Lincoln Fire at the time was an all-volunteer department.

The City of Lincoln, that oversaw and funded the department, thought it was redundant to provide the community with a rescue squad that carried equipment the private ambulance did, let alone transport patients, even though the next closest ambulance to the then city of 3,200 was 20 minutes away either in Roseville or Auburn.

Lincoln Police were contacted two minutes or so after my father collapsed.

The fire department was dispatched and the ambulance service was called within the minute.

But a key wasn’t put into the ignition of the ambulance for another 12 minutes.
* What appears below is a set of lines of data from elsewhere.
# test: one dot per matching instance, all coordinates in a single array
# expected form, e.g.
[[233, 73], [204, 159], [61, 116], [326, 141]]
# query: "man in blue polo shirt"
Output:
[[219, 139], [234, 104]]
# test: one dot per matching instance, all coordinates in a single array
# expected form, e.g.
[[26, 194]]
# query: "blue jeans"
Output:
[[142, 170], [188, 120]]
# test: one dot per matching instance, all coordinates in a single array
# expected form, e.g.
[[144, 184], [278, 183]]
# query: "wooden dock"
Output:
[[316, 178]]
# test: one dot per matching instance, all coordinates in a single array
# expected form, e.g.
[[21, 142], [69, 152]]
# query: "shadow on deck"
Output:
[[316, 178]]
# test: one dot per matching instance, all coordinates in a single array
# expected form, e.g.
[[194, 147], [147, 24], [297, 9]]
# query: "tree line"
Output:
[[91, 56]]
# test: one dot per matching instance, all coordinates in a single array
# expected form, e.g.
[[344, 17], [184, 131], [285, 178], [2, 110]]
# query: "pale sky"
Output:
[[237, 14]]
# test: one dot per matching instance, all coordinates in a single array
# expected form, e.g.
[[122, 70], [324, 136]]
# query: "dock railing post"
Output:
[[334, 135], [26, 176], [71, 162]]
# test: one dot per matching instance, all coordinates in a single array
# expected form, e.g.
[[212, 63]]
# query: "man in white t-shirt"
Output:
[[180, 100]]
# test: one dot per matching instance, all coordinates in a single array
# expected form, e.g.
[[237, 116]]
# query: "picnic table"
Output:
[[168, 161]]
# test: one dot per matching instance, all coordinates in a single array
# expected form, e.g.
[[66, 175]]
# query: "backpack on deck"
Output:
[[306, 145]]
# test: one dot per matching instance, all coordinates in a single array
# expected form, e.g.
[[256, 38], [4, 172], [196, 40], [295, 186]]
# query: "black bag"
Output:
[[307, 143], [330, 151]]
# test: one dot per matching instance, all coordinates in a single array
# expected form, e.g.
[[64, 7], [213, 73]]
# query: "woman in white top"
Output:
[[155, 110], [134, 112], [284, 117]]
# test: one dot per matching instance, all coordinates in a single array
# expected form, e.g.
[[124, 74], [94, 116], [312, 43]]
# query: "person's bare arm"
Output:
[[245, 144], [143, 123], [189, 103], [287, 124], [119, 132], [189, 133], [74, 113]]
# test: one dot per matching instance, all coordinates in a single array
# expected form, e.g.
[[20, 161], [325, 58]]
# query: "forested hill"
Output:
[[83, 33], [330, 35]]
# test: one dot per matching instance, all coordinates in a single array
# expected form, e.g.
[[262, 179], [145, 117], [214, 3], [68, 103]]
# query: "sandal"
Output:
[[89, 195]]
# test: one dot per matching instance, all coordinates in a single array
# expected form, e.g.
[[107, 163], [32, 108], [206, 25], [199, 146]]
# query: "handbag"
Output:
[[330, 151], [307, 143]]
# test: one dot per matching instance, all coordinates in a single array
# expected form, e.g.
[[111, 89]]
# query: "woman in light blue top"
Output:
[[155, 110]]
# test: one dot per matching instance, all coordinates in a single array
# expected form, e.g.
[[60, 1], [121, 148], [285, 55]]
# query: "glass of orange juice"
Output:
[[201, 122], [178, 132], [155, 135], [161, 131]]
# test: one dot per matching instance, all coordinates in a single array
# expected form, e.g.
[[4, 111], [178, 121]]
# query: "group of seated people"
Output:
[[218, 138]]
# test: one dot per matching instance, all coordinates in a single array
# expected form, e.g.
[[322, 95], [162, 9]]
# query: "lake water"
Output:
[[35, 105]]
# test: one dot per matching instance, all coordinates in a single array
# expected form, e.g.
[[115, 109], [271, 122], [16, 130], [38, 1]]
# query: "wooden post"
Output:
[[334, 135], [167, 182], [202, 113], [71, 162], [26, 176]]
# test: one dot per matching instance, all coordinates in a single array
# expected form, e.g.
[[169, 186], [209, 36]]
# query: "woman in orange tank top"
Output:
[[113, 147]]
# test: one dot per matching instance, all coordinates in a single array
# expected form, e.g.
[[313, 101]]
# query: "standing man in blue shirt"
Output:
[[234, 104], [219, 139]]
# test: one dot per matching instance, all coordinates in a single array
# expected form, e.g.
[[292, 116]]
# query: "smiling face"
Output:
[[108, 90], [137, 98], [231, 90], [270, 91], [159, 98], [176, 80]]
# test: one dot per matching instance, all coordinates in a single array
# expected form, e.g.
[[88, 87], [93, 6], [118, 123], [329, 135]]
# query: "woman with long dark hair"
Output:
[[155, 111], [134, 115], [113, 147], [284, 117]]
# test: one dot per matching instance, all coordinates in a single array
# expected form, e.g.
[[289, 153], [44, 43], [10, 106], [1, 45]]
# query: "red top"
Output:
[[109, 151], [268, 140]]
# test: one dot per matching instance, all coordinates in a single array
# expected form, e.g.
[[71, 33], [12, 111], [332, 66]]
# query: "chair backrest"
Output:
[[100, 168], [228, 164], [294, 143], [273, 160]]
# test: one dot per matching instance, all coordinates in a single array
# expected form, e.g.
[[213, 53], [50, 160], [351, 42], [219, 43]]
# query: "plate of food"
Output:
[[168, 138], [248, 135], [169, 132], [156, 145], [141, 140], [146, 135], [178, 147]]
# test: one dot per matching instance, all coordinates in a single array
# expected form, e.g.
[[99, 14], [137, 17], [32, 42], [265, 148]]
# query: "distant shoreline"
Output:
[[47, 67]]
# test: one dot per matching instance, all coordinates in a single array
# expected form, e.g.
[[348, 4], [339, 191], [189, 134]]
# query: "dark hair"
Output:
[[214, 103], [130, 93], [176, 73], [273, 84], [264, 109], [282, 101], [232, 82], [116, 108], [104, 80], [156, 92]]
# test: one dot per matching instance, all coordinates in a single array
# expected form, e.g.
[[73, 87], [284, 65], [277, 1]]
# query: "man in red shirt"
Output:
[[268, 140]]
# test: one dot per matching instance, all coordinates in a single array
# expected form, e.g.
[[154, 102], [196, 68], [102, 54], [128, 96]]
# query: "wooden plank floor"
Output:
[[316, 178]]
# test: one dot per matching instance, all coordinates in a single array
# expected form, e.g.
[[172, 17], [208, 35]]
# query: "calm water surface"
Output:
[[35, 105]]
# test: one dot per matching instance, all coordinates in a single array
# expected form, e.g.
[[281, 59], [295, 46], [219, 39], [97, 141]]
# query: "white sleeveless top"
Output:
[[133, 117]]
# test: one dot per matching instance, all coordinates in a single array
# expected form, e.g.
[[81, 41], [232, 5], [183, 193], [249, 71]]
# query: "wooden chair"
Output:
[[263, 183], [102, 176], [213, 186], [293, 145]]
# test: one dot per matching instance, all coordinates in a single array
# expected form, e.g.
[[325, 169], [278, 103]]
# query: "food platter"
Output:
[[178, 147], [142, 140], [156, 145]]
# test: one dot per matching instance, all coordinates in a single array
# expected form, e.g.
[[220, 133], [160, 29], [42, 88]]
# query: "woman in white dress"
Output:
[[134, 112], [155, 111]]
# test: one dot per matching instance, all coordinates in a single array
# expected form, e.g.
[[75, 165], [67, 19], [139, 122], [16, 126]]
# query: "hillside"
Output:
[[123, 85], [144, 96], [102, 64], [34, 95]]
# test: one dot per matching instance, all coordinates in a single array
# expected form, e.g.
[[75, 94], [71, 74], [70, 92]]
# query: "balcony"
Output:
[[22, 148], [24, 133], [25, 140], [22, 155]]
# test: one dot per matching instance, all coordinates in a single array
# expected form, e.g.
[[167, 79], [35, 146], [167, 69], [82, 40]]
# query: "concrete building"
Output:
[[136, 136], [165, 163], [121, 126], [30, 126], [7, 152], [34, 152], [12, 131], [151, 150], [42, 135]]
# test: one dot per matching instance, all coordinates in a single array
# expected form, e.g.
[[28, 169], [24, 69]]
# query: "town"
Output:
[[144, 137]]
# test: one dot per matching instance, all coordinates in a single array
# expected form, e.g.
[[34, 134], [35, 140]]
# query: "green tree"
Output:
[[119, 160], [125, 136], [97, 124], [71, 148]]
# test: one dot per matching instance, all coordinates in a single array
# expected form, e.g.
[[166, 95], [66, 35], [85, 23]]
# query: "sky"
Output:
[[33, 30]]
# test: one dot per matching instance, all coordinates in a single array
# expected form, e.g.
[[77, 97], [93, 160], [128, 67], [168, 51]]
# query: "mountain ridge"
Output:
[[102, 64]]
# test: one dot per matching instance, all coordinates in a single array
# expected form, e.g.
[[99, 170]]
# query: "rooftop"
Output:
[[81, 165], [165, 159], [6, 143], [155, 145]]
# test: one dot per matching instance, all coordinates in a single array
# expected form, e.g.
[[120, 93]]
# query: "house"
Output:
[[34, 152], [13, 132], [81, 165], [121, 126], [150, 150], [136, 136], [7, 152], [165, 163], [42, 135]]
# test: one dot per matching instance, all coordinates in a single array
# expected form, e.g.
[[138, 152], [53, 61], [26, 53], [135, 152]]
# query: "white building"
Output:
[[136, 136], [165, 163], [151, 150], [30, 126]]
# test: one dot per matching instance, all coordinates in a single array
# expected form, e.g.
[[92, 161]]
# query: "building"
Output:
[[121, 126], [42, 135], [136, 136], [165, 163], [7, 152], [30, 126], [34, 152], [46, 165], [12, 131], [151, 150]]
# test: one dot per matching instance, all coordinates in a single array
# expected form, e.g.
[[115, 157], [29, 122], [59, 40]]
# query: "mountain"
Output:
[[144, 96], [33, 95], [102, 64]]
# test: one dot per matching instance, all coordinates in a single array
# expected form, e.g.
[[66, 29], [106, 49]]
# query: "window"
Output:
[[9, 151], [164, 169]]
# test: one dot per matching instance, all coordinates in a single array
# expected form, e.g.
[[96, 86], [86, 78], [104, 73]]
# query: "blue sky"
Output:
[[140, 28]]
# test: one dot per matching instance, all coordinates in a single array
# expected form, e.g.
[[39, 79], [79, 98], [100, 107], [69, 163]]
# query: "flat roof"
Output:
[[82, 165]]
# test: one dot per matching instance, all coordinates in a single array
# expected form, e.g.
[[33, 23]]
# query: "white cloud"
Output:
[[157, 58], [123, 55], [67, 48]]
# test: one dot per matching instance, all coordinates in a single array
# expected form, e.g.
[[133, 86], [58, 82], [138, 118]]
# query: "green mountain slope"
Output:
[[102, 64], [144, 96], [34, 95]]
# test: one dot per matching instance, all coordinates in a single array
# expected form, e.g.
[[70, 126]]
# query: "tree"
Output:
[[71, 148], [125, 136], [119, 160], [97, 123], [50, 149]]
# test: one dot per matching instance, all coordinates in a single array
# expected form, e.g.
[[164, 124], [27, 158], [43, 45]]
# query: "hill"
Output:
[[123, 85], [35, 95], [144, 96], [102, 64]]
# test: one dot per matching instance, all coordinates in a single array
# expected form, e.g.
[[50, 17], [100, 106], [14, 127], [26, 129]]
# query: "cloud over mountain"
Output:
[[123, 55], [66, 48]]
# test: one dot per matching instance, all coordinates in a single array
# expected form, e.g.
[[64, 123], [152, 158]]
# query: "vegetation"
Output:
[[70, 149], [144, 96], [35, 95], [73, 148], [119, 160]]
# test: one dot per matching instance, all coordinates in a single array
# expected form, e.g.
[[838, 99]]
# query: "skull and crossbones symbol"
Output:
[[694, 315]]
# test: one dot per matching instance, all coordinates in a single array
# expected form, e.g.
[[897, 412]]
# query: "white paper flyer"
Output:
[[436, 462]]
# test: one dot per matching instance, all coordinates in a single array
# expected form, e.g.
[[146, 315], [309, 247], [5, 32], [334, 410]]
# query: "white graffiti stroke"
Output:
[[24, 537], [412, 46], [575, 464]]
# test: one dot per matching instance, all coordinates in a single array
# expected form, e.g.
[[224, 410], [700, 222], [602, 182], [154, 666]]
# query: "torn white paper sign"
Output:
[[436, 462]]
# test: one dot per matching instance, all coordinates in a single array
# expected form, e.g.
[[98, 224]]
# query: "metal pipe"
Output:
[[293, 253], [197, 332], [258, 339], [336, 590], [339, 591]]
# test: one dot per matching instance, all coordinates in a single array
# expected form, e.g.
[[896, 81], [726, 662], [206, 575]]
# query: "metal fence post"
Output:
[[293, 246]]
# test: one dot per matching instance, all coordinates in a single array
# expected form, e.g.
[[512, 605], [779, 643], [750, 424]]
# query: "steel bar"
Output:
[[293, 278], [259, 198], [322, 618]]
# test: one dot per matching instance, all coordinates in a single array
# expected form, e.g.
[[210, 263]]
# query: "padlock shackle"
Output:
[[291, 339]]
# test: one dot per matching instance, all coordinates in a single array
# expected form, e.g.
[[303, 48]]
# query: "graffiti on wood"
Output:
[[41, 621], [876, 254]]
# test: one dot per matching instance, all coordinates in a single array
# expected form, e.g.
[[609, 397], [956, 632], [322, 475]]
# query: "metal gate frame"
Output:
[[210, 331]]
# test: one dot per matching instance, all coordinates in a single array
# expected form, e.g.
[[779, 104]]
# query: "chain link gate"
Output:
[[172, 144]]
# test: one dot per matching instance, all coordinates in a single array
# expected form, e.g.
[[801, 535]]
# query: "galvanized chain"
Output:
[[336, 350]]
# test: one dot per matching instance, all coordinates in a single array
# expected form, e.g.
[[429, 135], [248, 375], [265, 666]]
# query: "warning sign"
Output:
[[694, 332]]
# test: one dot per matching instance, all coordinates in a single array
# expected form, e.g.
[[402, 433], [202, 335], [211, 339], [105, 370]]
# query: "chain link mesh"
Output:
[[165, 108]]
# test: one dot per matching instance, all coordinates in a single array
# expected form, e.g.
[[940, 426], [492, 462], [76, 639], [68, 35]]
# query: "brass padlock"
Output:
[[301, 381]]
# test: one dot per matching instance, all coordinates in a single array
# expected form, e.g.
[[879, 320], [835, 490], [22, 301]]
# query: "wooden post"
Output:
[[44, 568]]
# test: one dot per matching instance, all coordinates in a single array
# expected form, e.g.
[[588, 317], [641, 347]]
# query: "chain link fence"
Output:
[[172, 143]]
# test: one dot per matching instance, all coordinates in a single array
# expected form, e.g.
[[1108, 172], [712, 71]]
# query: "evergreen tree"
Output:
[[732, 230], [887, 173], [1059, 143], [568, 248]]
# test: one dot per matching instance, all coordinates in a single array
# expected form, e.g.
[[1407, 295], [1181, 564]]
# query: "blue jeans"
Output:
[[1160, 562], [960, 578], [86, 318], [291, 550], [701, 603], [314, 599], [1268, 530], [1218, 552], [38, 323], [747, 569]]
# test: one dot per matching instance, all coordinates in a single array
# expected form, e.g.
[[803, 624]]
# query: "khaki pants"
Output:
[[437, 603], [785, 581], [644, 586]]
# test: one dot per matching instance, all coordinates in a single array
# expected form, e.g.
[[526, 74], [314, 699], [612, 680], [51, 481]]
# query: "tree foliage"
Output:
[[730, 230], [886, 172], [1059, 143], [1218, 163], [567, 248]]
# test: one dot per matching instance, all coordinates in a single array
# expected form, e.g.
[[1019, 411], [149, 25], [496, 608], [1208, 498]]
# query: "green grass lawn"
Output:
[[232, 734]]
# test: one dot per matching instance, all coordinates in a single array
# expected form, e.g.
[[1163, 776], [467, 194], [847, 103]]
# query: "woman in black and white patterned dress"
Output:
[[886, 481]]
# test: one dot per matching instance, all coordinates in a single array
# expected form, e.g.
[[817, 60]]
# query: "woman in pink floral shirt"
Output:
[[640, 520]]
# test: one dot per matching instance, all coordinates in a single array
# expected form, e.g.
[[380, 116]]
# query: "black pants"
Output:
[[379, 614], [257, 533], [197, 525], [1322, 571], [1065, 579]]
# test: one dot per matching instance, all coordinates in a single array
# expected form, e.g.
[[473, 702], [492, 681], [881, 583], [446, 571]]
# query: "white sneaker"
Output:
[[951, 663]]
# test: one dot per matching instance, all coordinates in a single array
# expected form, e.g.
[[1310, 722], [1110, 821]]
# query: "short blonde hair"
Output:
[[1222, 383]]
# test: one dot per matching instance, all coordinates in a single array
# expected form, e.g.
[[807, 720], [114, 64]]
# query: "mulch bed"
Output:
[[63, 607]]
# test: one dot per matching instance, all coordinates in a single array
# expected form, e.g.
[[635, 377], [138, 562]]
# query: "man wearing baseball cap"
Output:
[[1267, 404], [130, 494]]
That’s because the part-time ambulance crew was working other jobs in mid-afternoon of that Thursday nearly 61 years ago.

They had to first drive to Clark’s home to get the ambulance.

It is safe to say government regulations and in-field medical care has changed drastically since 1965.

But the common denominator was Lincoln, at the time, had the level of fire and ambulance service that property owners and taxpayers as a whole were willing to pay for.

I do not have a dog, so to speak — at least not directly, in the hunt when it comes to what property owners in the Ripon Consolidated Fire District opt to decide with a pending fire service funding proposal.

I did live for 9 months in 1993 on North Ripon Road, some 2.5 miles north of where the North Ripon Road station was built in 2014 and is currently unstaffed.

Rest assured if I was still there and the 218 benefit assessment tax passes, the farmer that is the landlord would pass the $269 per house annual cost on in the form of a rent increase.

As for the indirectly part, since 2008 I have resided within three blocks of the Powers Avenue fire station in Manteca.

It is the station most likely to respond to an automatic aid call to Ripon.

If it is in Ripon — or even elsewhere in Manteca — on another call, other Manteca engine companies would respond to a call in my neighborhood.

And to be clear, Ripon Fire often responds to fire calls within the service area of the Powers Avenue station, primarily in the accident laden Highway 99 and 120 Bypass corridors.

Whether automatic aid should be rethought is a growing political question in Manteca.

That said, it would be foolhardy to not at least have mutual aid, which is a step below automatic aid where the closest engine company is dispersed to a call regardless of the emblem on the engine doors.

Automatic aid, given the growing call burden within Ripon Consolidated Fire District and the serious financial woes of the Salida Fire District that could lead to shuttering that district’s closest fire station to Ripon, is more likely to be detrimental to Ripon residents as it would be highly dependent on Escalon to respond should an emergency occur when Ripon Fire responds to an accident on Highway 99 in Manteca.

As for Measure Q detractors, the three quarter cent sales tax has enabled the City of Manteca to increase its 24 hour fire staffing 20 percent by bringing on nine firefighters for a sixth engine company.

The fact that not even a full penny of every taxable dollar spent in Manteca can improve the chance of trained professionals arriving at a medical emergency, fire, or accident in a timely manner to save lives is a big deal.

That said, there is only so much a community can afford or not afford to have.